Troubleshooting Guide

This section documents real issues encountered during development and their solutions.

Issue 1: ECS Tasks Can't Pull from ECR

Symptom: ResourceInitializationError: unable to pull secrets or registry auth

Root Cause: ECS task execution role missing ECR permissions

Solution: Added explicit ECR permissions to task execution role in terraform/modules/ecs/main.tf:

resource "aws_iam_role_policy" "ecs_task_execution_ssm" {
  # ... existing SSM permissions ...
  Statement = [
    # ... SSM block ...
    {
      Effect = "Allow"
      Action = [
        "ecr:GetAuthorizationToken",
        "ecr:BatchCheckLayerAvailability",
        "ecr:GetDownloadUrlForLayer",
        "ecr:BatchGetImage"
      ]
      Resource = "*"
    }
  ]
}

Issue 2: RDS Password Validation Error

Symptom: The parameter MasterUserPassword is not a valid password. Only printable ASCII characters besides '/', '@', '"', ' ' may be used.

Root Cause: random_password resource generating characters not allowed by RDS

Solution: Constrained special characters in terraform/modules/rds/main.tf:

resource "random_password" "db_password" {
  length  = 32
  special = true
  override_special = "!#$%&*()-_=+[]{}<>:?"  # Excludes /, @, ", space
}

Issue 3: Docker "exec format error"

Symptom: Tasks fail with exit code 255 and gunicorn: exec format error

Root Cause: Building ARM64 image on M1/M2 Mac but ECS runs on x86_64

Solution: Force x86_64 platform in app/Dockerfile and scripts/deploy.sh:

FROM --platform=linux/amd64 python:3.11-slim
docker build --platform linux/amd64 -t ecs-todo-api:${IMAGE_TAG} .

Also added runtime platform to ECS task definition:

runtime_platform {
  operating_system_family = "LINUX"
  cpu_architecture        = "X86_64"
}

Issue 4: VPC DNS Resolution Failure

Symptom: could not translate host name "xxx.rds.amazonaws.com:5432" to address

Root Cause: RDS endpoint includes port (:5432) but hostname should be separate

Solution: Use db_address instead of db_endpoint in terraform/main.tf:

environment_vars = {
  DB_HOST = module.rds.db_address  # Hostname only
  DB_PORT = "5432"                 # Port separate
  # ...
}

Issue 5: Database Table Not Created

Symptom: relation "todos" does not exist when calling API

Root Cause: init_db() was in if __name__ == '__main__' block, which doesn't execute with Gunicorn

Solution: Moved database initialization to module load in app/app.py:

app = Flask(__name__)
CORS(app)

# Initialize database on startup (runs when module is imported)
try:
    init_db()
    logger.info(f"Database initialized successfully")
except Exception as e:
    logger.error(f"Failed to initialize database: {str(e)}")
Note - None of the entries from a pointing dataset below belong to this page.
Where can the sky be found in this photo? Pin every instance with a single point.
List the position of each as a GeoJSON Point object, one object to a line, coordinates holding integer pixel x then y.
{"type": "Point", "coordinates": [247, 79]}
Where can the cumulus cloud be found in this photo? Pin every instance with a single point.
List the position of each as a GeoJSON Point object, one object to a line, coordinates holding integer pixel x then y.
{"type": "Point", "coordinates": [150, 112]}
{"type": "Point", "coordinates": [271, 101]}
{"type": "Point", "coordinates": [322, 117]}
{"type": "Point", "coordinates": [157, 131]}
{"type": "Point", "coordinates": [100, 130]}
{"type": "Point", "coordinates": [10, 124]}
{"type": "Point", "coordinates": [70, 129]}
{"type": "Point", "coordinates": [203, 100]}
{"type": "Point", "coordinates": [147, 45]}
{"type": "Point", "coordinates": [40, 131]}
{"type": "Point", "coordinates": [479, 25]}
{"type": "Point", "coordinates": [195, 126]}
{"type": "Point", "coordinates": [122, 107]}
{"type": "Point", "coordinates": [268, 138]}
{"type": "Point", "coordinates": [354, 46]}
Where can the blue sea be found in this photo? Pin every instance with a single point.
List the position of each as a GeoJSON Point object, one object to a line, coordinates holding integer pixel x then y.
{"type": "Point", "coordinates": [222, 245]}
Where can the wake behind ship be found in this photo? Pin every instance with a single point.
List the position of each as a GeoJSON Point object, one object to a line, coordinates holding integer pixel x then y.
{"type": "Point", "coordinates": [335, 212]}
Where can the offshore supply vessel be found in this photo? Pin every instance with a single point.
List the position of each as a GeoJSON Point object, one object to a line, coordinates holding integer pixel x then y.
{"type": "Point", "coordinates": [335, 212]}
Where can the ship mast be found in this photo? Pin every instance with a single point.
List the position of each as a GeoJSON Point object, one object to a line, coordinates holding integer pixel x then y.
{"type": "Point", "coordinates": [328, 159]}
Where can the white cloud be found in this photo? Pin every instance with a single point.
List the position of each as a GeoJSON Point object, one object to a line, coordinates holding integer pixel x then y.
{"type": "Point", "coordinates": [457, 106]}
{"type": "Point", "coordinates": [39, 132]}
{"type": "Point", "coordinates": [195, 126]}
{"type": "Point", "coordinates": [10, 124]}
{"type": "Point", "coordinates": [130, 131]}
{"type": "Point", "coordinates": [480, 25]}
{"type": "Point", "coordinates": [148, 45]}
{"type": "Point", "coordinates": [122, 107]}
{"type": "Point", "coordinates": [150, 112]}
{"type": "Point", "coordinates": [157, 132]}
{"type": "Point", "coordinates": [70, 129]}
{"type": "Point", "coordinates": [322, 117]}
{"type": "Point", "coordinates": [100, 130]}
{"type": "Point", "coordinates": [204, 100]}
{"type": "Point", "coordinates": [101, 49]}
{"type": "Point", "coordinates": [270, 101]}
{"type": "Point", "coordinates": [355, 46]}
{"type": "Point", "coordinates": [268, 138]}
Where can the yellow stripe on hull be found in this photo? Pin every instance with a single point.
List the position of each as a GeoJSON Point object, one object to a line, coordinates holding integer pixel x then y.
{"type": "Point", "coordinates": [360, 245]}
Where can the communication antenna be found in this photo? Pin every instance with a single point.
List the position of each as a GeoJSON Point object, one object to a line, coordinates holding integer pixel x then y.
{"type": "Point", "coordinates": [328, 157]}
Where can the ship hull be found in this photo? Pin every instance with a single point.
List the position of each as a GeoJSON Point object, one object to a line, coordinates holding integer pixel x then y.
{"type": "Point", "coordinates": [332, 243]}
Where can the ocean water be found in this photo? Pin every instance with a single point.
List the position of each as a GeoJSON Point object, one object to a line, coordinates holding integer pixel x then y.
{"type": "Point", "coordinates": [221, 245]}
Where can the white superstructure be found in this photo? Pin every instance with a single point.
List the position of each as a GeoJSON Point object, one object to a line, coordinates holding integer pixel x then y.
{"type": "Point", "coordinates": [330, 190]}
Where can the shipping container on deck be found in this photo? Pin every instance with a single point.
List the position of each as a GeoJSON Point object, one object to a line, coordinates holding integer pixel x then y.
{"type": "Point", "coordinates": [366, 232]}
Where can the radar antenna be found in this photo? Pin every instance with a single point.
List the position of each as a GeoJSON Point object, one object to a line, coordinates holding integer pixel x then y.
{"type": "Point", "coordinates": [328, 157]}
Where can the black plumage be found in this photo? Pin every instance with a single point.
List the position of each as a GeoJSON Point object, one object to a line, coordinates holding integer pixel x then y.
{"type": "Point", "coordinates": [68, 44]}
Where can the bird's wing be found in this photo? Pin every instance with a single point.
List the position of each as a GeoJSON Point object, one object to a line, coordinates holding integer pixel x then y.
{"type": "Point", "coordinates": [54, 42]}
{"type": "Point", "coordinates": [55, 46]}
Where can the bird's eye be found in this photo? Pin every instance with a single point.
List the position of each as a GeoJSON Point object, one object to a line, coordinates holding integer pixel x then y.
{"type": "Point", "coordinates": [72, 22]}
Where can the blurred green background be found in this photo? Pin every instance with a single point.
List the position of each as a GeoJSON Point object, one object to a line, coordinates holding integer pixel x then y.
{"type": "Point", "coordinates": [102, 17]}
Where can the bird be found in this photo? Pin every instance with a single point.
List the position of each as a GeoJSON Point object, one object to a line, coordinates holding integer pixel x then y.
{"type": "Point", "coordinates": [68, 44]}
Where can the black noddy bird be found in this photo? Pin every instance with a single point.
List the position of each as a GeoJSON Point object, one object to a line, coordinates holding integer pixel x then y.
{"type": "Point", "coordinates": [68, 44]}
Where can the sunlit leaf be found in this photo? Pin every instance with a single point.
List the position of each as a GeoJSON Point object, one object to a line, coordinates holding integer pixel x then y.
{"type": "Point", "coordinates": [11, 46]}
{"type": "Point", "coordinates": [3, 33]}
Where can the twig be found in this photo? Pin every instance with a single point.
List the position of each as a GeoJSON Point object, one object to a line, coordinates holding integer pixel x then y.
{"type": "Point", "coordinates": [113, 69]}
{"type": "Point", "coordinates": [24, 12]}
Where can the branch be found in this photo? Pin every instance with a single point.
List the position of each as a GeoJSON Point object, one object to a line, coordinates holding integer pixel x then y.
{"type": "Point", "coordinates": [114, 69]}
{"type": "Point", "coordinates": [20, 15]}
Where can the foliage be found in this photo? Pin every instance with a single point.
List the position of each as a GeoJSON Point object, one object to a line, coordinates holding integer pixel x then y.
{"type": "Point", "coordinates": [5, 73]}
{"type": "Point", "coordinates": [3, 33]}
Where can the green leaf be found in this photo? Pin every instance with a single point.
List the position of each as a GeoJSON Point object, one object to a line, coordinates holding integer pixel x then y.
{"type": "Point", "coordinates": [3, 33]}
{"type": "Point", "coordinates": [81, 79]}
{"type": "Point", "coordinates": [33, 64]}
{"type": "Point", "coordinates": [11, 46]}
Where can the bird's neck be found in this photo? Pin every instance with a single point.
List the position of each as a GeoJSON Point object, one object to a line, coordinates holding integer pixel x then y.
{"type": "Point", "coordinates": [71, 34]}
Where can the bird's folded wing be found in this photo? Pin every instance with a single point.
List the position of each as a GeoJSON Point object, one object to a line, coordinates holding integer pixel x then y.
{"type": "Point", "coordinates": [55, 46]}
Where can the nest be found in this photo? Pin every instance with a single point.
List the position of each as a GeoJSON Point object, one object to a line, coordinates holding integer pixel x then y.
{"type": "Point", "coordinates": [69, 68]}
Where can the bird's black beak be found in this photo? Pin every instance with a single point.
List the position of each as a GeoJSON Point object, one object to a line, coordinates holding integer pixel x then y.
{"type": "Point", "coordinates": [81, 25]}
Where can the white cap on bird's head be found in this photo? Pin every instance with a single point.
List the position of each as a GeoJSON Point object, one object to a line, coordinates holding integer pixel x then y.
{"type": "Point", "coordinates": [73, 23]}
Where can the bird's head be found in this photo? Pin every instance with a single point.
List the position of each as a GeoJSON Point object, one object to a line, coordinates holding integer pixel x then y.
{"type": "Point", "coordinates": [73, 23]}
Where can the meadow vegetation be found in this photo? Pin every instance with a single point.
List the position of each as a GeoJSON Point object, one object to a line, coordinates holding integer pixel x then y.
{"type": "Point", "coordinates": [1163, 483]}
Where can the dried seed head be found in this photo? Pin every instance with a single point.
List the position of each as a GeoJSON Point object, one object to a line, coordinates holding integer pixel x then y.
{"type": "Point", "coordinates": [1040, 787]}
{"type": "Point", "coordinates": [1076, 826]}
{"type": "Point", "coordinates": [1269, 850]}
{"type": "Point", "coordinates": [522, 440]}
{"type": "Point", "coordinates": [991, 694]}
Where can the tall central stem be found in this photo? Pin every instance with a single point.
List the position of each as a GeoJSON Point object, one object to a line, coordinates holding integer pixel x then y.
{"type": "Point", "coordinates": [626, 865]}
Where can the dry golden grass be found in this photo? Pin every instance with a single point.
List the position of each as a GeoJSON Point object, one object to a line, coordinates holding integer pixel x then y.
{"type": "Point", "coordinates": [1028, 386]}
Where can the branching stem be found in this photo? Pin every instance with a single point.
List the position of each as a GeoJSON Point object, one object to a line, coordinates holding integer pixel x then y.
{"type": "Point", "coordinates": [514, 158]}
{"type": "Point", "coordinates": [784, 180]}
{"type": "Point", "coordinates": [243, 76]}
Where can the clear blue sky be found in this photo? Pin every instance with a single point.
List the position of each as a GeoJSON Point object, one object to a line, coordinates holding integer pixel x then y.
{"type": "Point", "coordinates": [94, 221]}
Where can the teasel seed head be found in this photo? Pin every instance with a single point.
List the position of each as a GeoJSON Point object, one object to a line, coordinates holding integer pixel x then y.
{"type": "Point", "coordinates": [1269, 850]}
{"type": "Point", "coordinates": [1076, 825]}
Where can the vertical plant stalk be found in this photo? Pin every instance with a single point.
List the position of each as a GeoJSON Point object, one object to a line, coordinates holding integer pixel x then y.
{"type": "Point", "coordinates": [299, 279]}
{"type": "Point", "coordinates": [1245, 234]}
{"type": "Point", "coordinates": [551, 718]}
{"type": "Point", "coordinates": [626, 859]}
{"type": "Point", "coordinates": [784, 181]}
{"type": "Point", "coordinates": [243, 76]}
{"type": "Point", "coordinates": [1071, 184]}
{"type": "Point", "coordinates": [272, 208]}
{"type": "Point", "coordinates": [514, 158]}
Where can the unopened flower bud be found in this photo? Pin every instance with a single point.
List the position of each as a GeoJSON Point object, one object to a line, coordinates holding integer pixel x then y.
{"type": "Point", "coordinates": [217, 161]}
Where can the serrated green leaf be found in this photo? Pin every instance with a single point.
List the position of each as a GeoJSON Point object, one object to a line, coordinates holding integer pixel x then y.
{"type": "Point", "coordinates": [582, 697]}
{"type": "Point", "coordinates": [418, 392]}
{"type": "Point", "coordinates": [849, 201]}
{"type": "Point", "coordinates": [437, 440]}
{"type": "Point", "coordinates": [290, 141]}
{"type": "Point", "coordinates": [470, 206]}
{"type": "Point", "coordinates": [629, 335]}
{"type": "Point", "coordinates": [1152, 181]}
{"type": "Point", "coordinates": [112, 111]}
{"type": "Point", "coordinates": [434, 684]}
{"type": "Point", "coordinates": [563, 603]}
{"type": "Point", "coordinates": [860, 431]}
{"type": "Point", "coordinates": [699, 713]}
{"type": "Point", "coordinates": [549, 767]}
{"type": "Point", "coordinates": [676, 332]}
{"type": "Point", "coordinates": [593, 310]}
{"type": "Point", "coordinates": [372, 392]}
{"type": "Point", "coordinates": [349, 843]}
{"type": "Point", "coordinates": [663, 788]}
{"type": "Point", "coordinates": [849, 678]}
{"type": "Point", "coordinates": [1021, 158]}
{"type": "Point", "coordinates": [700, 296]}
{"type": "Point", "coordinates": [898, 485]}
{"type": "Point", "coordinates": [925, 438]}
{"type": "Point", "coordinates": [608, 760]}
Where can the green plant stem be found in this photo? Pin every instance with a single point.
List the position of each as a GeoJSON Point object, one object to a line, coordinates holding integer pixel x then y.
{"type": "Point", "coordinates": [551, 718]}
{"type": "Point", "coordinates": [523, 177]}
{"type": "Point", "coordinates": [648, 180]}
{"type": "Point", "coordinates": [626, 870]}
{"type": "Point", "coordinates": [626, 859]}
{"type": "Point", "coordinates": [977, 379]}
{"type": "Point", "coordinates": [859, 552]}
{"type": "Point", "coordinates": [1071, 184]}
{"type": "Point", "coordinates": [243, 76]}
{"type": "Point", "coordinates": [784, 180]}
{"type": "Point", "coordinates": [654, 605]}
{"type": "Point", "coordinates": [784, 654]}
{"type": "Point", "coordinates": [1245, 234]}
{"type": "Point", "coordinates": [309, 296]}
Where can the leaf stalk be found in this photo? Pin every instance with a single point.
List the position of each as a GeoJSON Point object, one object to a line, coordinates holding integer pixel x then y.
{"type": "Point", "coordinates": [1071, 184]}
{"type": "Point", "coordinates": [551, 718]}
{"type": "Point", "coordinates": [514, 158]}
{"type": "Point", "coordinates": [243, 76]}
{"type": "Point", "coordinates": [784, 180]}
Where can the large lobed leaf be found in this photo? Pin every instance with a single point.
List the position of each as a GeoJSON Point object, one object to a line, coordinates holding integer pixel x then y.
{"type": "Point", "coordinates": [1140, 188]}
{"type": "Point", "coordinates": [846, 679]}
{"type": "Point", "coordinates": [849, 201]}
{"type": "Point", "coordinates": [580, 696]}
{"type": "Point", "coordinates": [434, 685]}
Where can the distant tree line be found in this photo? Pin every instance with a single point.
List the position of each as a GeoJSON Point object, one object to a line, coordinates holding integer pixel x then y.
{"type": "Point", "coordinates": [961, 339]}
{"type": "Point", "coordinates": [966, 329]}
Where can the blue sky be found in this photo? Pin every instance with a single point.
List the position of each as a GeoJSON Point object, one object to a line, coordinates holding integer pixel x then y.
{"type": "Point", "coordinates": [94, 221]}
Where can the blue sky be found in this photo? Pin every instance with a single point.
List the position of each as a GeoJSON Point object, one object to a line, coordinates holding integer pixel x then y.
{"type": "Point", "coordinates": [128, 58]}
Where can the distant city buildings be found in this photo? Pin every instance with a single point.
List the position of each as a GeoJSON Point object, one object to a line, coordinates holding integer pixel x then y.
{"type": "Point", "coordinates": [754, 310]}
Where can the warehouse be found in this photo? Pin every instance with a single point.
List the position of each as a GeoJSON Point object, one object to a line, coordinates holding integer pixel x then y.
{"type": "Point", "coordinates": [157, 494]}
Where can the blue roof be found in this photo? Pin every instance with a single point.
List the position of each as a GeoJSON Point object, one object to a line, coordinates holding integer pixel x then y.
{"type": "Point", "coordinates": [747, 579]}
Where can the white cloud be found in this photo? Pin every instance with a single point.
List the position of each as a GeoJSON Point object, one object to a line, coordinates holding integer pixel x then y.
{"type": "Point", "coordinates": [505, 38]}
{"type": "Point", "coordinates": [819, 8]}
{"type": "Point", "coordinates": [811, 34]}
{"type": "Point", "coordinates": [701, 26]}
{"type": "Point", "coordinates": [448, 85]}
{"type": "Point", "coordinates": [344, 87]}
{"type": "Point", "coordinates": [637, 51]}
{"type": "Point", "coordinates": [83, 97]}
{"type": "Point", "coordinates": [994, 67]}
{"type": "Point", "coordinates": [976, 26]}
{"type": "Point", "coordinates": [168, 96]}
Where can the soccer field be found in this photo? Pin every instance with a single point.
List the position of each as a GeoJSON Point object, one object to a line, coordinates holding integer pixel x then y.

Issue 6: No Docker Image in ECR After Terraform Apply

Symptom: Infrastructure created but no Docker image exists, tasks can't start

Root Cause: Terraform creates infrastructure but doesn't build/push application by default

Solution: Integrated Docker provider into Terraform (terraform/modules/ecs/main.tf):

resource "docker_image" "app" {
  name = "${aws_ecr_repository.main.repository_url}:latest"
  
  build {
    context    = "${path.root}/../app"
    dockerfile = "Dockerfile"
    platform   = "linux/amd64"
  }

  triggers = {
    dockerfile_hash = filemd5("${path.root}/../app/Dockerfile")
    app_hash        = filemd5("${path.root}/../app/app.py")
  }
}

resource "docker_registry_image" "app" {
  name = docker_image.app.name
}

Now terraform apply automatically builds and pushes the image!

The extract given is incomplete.